Water insecurity is a day to day reality for the people of Nauru. Despite being surrounded by the greatest body of water on the planet, paradoxically, we live in an ocean of desert. We are geographically disadvantaged by the fact that we live in a part of the world that is called the doldrums – a region with lower than average rainfall. The severity of dry spells is exacerbated by climate change and this is a major threat not only to our water supply, but also to our ecosystems and our way of life. Nauru and the Pacific region are particularly vulnerable to the adverse effects of climate change, and we need urgent and concrete action to mitigate its effect and its impact.
The challenges that face Nauru and the Pacific island countries are far and wide. Our region spreads over a vast expanse of ocean, and while some countries receive high rainfalls, others do not. The atoll countries and territories are the most susceptible to water shortages given that there is no potable surface water resources and underground water resources are limited to the small population it can sustain. In spite of these challenges, we cannot remain idle. We have to find solutions that are within our capacity to deliver.
The development of our National Water Sanitation and Hygiene Policy, a drought management strategy and a 20 year Water and Sanitation Master Plan, is expected to enhance our water management approach.
There is much to be done and Nauru welcomes the participation of development partners to help us better manage our water resources, and build our institutional and human resources capacity.
Strong country ownership of projects and financial backing is crucial to making further progress.

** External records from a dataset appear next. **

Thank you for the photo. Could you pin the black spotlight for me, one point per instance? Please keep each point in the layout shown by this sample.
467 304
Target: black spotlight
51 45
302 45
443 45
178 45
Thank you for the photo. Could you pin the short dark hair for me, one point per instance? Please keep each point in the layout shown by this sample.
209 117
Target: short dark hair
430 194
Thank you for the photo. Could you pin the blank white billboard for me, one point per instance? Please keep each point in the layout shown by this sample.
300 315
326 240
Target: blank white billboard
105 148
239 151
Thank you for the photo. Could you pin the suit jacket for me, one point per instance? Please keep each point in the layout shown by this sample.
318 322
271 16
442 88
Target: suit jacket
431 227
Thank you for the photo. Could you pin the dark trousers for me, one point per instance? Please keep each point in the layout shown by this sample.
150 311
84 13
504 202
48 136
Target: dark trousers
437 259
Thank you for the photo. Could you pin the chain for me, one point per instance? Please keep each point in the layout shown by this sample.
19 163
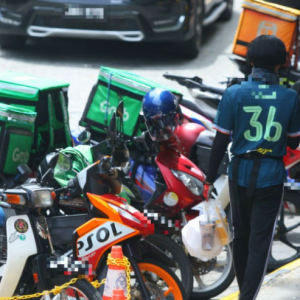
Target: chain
56 290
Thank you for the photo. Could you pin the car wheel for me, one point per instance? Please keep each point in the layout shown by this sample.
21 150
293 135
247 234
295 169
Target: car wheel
191 48
12 41
227 13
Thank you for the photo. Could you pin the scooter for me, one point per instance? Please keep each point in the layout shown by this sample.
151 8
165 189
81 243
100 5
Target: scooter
27 251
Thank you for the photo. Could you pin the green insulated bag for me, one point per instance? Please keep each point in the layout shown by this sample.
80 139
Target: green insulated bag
49 99
16 137
112 87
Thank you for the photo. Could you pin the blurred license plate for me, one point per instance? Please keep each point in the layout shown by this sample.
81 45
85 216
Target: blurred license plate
84 12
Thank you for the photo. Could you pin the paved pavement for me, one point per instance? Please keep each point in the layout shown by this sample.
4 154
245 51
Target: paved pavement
282 284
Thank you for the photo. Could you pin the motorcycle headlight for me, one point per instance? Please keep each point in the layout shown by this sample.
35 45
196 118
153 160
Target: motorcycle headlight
192 183
42 198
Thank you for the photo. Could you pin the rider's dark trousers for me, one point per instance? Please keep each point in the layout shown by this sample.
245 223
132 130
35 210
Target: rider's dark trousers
254 225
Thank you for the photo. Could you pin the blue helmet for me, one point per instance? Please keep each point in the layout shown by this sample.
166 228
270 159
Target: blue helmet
160 109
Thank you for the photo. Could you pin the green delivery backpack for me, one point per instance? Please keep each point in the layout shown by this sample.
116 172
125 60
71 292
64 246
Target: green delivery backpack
49 99
16 137
113 86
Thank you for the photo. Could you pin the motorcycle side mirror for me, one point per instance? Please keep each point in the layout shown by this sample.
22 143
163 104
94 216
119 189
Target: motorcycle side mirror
64 162
111 132
120 110
119 115
53 161
84 137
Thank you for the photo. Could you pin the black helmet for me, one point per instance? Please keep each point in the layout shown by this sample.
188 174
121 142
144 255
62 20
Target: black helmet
160 109
121 156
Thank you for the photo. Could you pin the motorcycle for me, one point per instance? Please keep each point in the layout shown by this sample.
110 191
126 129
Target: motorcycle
111 220
170 207
26 248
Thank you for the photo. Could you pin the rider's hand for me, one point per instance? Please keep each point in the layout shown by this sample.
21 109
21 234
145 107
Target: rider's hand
207 190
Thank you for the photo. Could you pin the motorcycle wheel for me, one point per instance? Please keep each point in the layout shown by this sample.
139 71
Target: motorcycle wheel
177 254
161 282
286 241
212 277
81 289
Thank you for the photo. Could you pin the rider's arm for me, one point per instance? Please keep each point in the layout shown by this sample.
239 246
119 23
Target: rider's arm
293 142
217 153
293 130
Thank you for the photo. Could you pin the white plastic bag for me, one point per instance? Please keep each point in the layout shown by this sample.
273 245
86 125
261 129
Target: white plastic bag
200 235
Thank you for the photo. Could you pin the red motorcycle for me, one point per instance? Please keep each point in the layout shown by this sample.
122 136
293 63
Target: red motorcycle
179 183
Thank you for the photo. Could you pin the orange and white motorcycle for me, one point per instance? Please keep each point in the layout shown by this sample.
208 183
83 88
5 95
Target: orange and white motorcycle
26 251
110 221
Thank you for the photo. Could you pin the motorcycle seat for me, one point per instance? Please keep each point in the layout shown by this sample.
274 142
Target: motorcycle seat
204 107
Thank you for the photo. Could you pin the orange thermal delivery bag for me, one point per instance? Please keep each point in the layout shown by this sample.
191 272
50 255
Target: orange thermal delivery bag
261 17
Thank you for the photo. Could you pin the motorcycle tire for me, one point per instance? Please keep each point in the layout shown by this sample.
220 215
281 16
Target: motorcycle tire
286 231
177 254
80 289
285 247
156 276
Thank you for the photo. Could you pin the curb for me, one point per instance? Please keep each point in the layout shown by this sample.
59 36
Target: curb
270 277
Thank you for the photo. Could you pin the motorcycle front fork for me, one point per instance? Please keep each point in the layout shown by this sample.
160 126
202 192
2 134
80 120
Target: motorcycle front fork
139 277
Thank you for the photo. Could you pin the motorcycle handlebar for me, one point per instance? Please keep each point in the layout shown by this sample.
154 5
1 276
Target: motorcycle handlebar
61 190
195 82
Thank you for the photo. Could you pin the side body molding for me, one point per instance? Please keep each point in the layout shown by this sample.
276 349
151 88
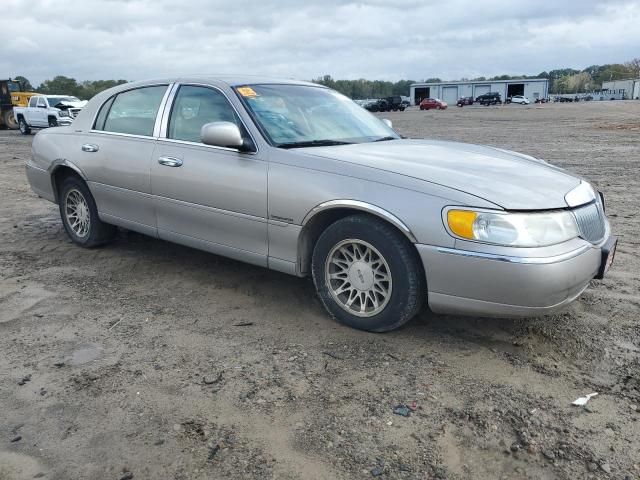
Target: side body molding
365 207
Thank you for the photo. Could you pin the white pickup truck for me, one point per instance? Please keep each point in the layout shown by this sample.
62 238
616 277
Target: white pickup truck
47 111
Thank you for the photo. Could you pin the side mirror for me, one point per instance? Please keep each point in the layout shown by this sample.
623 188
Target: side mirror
221 134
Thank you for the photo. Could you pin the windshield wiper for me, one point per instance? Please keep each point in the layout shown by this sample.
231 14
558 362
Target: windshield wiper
385 139
312 143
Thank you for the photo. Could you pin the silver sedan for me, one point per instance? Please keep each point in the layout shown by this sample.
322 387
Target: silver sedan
296 177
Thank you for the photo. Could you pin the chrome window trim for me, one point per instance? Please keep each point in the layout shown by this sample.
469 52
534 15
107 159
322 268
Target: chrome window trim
128 135
167 114
159 115
511 259
200 144
137 87
365 207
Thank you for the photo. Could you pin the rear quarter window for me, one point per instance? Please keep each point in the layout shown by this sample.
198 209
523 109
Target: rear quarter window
132 112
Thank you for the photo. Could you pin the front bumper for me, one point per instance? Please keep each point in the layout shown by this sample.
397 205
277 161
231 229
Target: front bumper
468 282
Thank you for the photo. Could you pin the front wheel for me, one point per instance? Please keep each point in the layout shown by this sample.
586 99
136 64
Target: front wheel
23 126
80 215
367 274
10 120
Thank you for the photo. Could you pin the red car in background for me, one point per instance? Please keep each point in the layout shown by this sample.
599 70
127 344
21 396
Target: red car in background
429 103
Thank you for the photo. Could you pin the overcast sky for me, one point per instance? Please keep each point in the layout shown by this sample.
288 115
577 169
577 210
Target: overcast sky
381 39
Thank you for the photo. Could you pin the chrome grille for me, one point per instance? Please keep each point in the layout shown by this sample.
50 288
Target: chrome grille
590 220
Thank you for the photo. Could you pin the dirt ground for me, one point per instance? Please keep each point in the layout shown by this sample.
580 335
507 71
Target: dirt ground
148 360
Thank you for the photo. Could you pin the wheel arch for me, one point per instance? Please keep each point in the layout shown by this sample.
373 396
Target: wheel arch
324 214
61 169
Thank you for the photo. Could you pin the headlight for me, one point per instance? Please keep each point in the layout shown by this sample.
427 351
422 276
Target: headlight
513 229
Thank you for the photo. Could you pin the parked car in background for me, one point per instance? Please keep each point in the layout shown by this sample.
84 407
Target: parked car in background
47 111
379 105
433 103
491 98
295 177
521 99
395 103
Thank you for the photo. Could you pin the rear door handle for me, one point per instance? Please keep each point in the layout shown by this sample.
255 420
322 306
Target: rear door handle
87 147
170 161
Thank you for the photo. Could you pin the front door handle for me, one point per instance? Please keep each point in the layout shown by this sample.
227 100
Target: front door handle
88 147
170 161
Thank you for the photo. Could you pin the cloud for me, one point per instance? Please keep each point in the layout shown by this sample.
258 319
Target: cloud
380 39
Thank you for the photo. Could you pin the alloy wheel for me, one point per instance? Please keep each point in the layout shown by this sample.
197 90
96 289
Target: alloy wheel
358 277
77 213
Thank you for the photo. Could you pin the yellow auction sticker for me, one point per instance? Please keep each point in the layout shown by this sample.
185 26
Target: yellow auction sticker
247 92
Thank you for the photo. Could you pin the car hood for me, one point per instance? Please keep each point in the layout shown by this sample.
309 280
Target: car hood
509 179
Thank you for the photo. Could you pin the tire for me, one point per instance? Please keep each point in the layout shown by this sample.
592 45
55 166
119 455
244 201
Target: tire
10 120
389 252
91 231
23 126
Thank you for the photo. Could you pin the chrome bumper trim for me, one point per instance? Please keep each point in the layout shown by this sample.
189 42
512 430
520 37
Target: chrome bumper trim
511 259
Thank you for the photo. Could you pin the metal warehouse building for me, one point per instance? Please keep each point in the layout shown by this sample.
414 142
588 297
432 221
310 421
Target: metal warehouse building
450 92
629 88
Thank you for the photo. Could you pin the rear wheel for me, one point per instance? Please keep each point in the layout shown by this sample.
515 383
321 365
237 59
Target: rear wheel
80 215
367 274
10 120
24 127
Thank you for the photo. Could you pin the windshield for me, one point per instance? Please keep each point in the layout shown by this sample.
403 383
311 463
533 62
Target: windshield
53 101
309 116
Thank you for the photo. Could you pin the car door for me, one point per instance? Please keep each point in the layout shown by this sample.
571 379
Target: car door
30 111
208 197
40 113
115 155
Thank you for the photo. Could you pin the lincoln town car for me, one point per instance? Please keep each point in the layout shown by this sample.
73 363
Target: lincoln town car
296 177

We are determined to achieve the goals which we have set ourselves in regards to water and in this respect, we reaffirm our commitment to achieving the internationally agreed Goal 6 and this is – Ensuring availability and sustainable management of water and sanitation for all.
Within this spirit, I call on all nations to work together and set their differences apart and learn from one another. Some members of the international community such as Israel have been extremely successful with the management and development of their very limited water resources. Others such as the Netherlands have developed best practises for managing their abundance of water, and there are many examples around the world that are unique to the circumstances and the environment that they are in, and which our region and the world can certainly benefit from.
To conclude Mr. Chairman, I would like to acknowledge and thank our development partners and financial institutions for their continued and generous support to our water programs.
I also thank the Secretariat and the Japan Water Forum for its support and organisation of this important Summit, and we all look forward to further deliberations in the different sessions.
I thank you and wish you all a very successful Summit.